Washington: Living in a dangerous neighbourhood may affect kids negatively and make them more aggressive, shows research.
In a first of its kind study spanning across nine countries, researchers at Duke University in North Carolina, US found that kids who grow up in dangerous neighbourhoods exhibit more aggressive behaviour.
The researchers asked families a series of questions about dangers in their neighbourhoods.
Based on the answers, the researchers scored the neighbourhoods according to their degree of danger.

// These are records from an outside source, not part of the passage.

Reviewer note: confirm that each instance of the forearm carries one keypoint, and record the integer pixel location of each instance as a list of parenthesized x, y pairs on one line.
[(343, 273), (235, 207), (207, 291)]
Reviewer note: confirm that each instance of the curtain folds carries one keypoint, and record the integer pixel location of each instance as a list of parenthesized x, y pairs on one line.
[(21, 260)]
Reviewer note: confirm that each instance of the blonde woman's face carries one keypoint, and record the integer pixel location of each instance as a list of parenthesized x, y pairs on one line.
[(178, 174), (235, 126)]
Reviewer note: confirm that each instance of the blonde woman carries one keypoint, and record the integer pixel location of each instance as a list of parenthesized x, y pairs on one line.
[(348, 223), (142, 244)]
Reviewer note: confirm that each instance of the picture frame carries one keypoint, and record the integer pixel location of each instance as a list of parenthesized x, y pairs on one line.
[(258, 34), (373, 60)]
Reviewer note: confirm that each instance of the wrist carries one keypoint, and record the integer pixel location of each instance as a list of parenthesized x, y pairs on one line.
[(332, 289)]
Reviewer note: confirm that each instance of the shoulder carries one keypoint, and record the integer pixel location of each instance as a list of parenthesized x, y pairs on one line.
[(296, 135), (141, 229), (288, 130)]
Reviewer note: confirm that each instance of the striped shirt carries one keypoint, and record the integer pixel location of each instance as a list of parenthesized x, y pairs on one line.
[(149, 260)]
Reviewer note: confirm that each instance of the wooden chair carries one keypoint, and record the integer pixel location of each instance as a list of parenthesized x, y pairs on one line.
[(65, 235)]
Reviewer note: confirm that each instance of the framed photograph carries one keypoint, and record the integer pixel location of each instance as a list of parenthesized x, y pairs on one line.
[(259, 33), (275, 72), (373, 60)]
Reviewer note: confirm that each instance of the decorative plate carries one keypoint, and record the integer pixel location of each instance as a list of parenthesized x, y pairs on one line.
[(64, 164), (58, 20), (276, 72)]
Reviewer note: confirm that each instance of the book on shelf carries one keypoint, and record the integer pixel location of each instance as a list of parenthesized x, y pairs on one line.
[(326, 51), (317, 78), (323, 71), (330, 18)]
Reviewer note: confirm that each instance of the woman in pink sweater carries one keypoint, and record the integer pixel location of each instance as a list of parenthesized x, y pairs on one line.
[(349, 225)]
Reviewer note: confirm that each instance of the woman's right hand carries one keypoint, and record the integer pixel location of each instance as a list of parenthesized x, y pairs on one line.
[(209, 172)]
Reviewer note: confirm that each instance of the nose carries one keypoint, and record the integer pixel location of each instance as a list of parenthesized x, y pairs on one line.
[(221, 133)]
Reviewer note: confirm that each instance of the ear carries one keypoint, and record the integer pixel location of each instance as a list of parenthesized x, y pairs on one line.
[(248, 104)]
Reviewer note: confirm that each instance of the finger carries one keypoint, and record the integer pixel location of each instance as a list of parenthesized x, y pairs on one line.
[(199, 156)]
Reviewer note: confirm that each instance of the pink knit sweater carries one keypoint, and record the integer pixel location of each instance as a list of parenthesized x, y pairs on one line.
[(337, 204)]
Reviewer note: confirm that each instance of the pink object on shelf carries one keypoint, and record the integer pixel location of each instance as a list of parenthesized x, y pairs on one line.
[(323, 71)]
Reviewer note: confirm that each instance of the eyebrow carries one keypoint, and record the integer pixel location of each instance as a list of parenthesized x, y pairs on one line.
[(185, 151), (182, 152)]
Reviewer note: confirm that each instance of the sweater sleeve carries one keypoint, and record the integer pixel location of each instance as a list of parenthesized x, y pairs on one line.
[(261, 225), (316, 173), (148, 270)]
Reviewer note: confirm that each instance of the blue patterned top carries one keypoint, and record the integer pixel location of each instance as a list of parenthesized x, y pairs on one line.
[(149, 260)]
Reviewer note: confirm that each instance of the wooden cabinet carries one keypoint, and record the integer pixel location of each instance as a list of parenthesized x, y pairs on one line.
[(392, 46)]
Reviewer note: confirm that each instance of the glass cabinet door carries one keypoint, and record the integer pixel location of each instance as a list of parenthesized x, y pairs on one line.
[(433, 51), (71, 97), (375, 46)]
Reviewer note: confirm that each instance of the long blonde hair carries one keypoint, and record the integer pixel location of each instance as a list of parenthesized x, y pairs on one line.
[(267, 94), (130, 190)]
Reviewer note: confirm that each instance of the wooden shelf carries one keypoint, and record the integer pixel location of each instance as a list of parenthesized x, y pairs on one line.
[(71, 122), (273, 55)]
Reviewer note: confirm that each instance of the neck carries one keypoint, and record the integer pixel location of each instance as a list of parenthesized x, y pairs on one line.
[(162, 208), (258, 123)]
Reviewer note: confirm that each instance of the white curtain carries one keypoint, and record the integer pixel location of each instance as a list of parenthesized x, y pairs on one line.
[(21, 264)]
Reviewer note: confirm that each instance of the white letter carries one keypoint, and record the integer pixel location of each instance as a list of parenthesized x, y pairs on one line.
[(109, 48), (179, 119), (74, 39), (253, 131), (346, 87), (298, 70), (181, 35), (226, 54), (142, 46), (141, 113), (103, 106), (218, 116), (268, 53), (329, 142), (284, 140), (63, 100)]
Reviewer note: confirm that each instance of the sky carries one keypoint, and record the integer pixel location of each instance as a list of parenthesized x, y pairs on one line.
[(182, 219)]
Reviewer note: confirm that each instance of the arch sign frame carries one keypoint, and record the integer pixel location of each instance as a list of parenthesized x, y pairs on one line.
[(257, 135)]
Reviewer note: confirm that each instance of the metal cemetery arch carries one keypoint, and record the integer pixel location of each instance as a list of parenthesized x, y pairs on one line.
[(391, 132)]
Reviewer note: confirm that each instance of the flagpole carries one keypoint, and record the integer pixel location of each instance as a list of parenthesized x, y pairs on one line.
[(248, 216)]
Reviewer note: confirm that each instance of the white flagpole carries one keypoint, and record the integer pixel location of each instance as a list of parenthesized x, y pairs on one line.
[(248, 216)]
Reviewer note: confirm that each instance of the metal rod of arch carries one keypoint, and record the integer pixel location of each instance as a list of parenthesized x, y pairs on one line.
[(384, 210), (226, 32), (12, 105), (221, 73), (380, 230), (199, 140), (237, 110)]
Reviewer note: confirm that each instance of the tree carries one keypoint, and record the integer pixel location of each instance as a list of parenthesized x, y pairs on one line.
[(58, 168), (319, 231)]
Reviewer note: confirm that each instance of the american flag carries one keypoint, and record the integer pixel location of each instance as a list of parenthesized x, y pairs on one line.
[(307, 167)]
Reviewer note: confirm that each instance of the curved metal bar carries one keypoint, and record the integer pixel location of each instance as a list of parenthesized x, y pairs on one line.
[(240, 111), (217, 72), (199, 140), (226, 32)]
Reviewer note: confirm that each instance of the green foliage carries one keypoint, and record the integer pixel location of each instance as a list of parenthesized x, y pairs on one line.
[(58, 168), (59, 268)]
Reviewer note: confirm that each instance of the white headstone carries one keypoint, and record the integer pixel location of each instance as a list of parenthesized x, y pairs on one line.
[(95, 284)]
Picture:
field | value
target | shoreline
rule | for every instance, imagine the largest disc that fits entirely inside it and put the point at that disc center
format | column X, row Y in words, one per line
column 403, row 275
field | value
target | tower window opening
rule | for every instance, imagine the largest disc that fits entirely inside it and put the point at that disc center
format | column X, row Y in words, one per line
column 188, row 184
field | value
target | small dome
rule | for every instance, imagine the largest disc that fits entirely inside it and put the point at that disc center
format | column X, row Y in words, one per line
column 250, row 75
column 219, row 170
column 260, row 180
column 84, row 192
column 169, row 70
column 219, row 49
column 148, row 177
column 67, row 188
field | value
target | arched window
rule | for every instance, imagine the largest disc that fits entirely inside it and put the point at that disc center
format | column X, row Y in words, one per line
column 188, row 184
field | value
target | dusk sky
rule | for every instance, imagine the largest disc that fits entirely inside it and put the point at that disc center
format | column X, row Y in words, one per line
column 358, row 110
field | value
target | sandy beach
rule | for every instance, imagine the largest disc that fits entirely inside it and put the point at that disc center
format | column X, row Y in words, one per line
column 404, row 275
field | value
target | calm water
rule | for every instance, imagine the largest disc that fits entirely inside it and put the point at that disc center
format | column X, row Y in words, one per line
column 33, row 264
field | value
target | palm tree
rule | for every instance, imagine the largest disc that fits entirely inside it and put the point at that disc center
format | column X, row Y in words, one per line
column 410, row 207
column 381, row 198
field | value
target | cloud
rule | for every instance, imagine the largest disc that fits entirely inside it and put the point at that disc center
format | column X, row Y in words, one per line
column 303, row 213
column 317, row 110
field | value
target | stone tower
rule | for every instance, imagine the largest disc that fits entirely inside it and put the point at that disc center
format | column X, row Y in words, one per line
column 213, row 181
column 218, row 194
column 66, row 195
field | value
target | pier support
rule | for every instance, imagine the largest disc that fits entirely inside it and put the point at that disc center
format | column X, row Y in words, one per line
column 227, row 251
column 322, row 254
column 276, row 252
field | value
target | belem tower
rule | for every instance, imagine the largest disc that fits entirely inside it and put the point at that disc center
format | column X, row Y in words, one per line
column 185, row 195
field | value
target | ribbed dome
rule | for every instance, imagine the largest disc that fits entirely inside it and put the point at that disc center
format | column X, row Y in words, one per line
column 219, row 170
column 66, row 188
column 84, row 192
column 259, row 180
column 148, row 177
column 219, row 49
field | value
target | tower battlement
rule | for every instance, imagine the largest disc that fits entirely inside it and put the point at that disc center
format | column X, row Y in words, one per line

To measure children’s aggressive behaviour, researchers asked parents and children to complete a widely used child-behaviour checklist that captures behaviours such as screaming and threatening people.
In neighbourhoods that parents described as highly dangerous, children exhibited higher levels of aggressive behaviour.
“This link held true across all nine countries studied based on parents’ responses,” said lead author Ann T. Skinner, a researcher with Duke’s centre for child and family policy.
“In all the countries we studied, we see that living in a dangerous neighbourhood may affect kids negatively,” Skinner added.
Researchers interviewed parents and children from 1,293 families in nine countries – China, Colombia, Italy, Jordan, Kenya, the Philippines, Sweden, Thailand and the US.
In all nine countries, when children reported living in more dangerous neighbourhoods, harsh parenting practices were more common.